I got a preview file (mobi file from KDP) of one of my books, so that I could give out advance copies to people, and it won't open up in the Kindle app on any phone. Is there a way to fix this problem? I tried dropping the file into the Kindle folder of my phone, but it didn't show up. Any help would be appreciated! Thanks!


----------



## cinisajoy (Mar 10, 2013)

Sent you a pm.


----------



## Ann in Arlington (Oct 27, 2008)

Otsana said:


> I got a preview file (mobi file from KDP) of one of my books, so that I could give out advance copies to people, and it won't open up in the Kindle app on any phone. Is there a way to fix this problem? I tried dropping the file into the Kindle folder of my phone, but it didn't show up. Any help would be appreciated! Thanks!


Not sure how the file structure of the phone works, but the 'kindle' folder is probably not the right place for the app to find it. There might be a documents folder or something like that.

Or, it might be copy protected . . . if that's the case you'd have to strip the DRM to get it to open. If the file is not xxxx.mobi but xxxx.azw or something like that, that might be your problem. 

If it is a generic .mobi file, the easiest thing is to use "Send to Kindle" to send it to your account. It will show up as a document in my content and devices and from there you can download it to any registered device.

You can download "Send to Kindle" to your computer here and once you set it up on your computer it works great to send things directly to your device.


----------



## cinisajoy (Mar 10, 2013)

It worked on my phone with the moon+reader app.


----------



## Eltanin Publishing (Mar 24, 2011)

What kind of phone? I have a Windows phone and I've yet to find a way to sideload an ebook and have it show up in the kindle app. I can get it to show up in other reading apps, but you probably want to see how it looks in the kindle app. You can mail it to your kindle account as a personal document. I realize you're probably trying to test out the formatting, but I don't think Amazon will re-encode it or anything if you email a mobi file.


----------



## northofdivision (Sep 7, 2010)

I've messed with Calibre settings and gotten some mobi files to work.

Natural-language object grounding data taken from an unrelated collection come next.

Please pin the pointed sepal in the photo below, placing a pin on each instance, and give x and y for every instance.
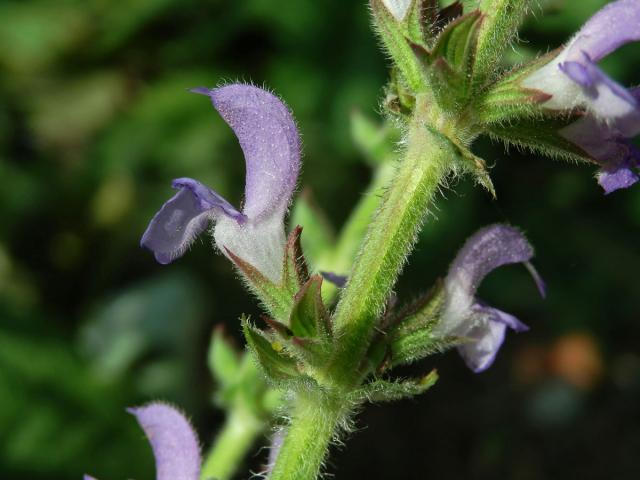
(500, 24)
(319, 235)
(452, 60)
(223, 359)
(412, 338)
(396, 39)
(276, 299)
(309, 317)
(295, 270)
(269, 354)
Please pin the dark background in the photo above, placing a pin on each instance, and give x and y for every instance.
(95, 122)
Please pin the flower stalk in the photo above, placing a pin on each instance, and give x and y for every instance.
(315, 418)
(390, 238)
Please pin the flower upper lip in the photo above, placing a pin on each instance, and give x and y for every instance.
(270, 142)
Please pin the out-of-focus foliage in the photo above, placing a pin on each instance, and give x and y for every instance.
(94, 123)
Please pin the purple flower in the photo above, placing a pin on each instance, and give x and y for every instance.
(271, 146)
(619, 158)
(174, 443)
(464, 315)
(612, 112)
(573, 78)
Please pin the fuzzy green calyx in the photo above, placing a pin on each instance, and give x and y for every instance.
(277, 298)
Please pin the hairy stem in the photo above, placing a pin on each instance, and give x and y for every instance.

Might be an option for you. Also, like cinisajoy, I tend to just use the MoonReader app when using tablets or phones. When it comes to mobile non ereader apps, both MoonReader and Aldiko are heads above (features/breath/depth/configurations/flexibility) the Kindle app in my opinion.


----------



## Eltanin Publishing (Mar 24, 2011)

northofdivision said:


> MoonReader and Aldiko are heads above (features/breath/depth/configurations/flexibility) the Kindle app in my opinion.


But if the person has created their own ebooks and is trying to check how they'll look on different Kindle apps/devices, they want to see it in the kindle app.


----------



## Ann in Arlington (Oct 27, 2008)

Eltanin Publishing said:


> But if the person has created their own ebooks and is trying to check how they'll look on different Kindle apps/devices, they want to see it in the kindle app.

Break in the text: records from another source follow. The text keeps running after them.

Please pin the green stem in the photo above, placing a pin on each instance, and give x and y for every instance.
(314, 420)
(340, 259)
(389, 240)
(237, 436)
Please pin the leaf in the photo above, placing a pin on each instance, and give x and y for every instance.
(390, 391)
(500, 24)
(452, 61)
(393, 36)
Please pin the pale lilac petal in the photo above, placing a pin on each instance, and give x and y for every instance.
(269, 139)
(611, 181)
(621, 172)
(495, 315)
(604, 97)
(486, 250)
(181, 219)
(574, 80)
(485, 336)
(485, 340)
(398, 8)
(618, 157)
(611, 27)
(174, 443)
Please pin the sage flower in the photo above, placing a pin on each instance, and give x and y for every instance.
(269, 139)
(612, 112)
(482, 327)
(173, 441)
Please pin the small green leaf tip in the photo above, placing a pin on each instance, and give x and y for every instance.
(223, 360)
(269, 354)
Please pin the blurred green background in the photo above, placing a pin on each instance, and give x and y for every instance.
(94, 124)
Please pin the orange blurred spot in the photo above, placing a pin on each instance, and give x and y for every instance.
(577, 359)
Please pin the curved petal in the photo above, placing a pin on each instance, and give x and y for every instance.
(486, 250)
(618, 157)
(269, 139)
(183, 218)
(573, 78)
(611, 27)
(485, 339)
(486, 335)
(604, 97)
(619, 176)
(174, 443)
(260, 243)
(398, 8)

If they start with a prc or mobi file and send it using Send to Kindle from their computer, it will be stored in their cloud. Then it is available to any device or kindle app they have registered to the account.


----------



## northofdivision (Sep 7, 2010)

Eltanin Publishing said:


> But if the person has created their own ebooks and is trying to check how they'll look on different Kindle apps/devices, they want to see it in the kindle app.


Great point.


----------